Toutes les parties au conflit sont responsables de graves atteintes aux
droits humains fondamentaux, homicides illégaux commis sans discrimination,
« disparitions », enlèvements, actes de torture, viols et autres mauvais
traitements. Parmi les autres atteintes aux droits fondamentaux pour l’année
2002 ont été répertoriés des déplacements forcés de populations civiles
locales non armées ; certaines auraient été attaquées, tuées ou blessées par
des forces gouvernementales disposant d’hélicoptères de combat.
Selon des témoignages rassemblés par Amnesty International au cours de la
visite de ses délégués au Congo en 2002, des membres des forces de sécurité
auraient fait « disparaître » à la mi-1999 plusieurs centaines de citoyens
congolais ayant fui Brazzaville fin 1998. Selon les témoignages de
survivants, de proches des victimes et de groupes locaux de défense des
droits humains, au moins 353 réfugiés regagnant Brazzaville à leur retour de
la République Démocratique du Congo (RDC) en mai 1999 auraient été
sommairement exécutés et on se serait débarrassé de leurs corps.
Un survivant des « disparitions » qui se fait appeler Brigadier afin de
préserver son anonymat pour des raisons de sécurité, a déclaré avoir été
arrêté avec au moins cinquante autres personnes, à leur arrivée à
Brazzaville en mai 1999. Conduits par des responsables militaires de la
présidence au quartier général de la police, ils ont été interrogés sur
leur liens avec les miliciens « Ninjas ». On les a ensuite emmenés dans un
ancien palais présidentiel où ils ont été violemment battus ; puis on les a
conduits dans un bâtiment situé au bord du fleuve Congo, où ils ont vu des
membres des forces gouvernementales congolaises et angolaises ainsi que
d’anciens combattants rwandais hutus armés en exil et des mercenaires blancs
à la solde du gouvernement congolais.
Les détenus ont ensuite été emmenés dans une pièce dans laquelle se
trouvaient environ 200 corps ; on leur a ordonné de faire des piles de 25
corps chacune. Les corps auraient été ensuite arrosés d’essence et brûlés
et les cendres jetées dans le fleuve. Pendant plusieurs jours, jusqu’au 24
mai, les détenus auraient reçu l’ordre de brûler des corps.
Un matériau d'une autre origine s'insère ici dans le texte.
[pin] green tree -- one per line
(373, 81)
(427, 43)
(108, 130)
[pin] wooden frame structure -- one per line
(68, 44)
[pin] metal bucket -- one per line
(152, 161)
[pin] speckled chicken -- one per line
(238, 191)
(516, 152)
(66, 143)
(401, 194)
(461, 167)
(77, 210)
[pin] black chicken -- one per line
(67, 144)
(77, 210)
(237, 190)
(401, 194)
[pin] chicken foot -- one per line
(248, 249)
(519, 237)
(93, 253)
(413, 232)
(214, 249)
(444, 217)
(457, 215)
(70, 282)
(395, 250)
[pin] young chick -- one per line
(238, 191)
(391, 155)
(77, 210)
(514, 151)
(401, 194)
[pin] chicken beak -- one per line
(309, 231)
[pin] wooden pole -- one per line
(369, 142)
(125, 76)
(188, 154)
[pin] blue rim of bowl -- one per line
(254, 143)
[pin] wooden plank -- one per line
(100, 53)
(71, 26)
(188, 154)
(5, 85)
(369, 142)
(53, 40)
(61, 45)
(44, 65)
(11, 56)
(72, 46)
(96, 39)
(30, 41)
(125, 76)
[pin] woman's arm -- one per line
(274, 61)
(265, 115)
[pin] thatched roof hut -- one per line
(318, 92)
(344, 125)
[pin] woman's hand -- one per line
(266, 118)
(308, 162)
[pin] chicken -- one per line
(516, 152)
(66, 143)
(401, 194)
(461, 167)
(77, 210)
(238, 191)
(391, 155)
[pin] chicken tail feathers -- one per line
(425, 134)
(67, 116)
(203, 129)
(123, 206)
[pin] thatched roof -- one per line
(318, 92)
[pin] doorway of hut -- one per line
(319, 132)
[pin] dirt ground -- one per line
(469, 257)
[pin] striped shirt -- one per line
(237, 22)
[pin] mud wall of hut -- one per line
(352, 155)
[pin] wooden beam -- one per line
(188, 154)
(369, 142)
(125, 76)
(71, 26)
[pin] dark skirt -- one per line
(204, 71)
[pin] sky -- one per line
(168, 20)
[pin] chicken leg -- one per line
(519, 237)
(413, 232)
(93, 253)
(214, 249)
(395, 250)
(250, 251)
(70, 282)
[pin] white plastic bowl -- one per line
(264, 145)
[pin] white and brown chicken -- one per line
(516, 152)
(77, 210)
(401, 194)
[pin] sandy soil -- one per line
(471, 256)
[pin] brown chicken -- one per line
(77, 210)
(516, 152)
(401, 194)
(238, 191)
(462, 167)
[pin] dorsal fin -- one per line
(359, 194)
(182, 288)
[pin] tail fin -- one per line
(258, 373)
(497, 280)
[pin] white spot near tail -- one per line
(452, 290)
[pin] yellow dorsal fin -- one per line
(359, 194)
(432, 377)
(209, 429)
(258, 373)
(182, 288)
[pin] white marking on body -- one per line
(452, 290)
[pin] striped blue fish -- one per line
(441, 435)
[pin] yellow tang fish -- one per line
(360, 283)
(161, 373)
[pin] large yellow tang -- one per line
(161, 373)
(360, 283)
Les homicides se poursuivent. À partir de mars 2002, des dizaines de civils
non armés ont été tués et des dizaines de milliers d’autres déplacés ; des
dizaines de milliers de personnes ont été privées de toute aide humanitaire,
du fait des affrontements armés entre forces gouvernementales et combattants
Ninjas. À Brazzaville seulement, plus de 170 personnes ont été tuées au
cours des premiers mois de 2003, parmi lesquelles des civils non armés.
Amnesty International est sérieusement préoccupée par le fait que le
gouvernement congolais n’a pris aucune mesure adéquate pour établir la
responsabilité et traduire en justice les personnes soupçonnées d’être
responsables de ces atteintes aux droits humains fondamentaux. La justice
n’a pas non plus protégé les citoyens congolais face aux arrestations
arbitraires, aux détentions illégales et aux actes de torture qui ont, dans
certains cas, provoqué la mort des victimes.
« Seule une enquête indépendante et impartiale permettrait d’établir toute
la vérité et de mesurer l’importance de l’implication de fonctionnaires du
gouvernement et de membres des forces de sécurité aux différents échelons de
l’administration congolaise », a déclaré Amnesty International.
À de nombreuses reprises au cours de ces dernières années, le HCR a failli à
son mandat qui est d’offrir protection aux demandeurs d’asile et aux
réfugiés. L’agence pour les réfugiés a parfois facilité le rapatriement vers
leur pays d’origine de réfugiés, sans garantie aucune concernant la sécurité
et la dignité des personnes à leur arrivée dans leur pays d’origine.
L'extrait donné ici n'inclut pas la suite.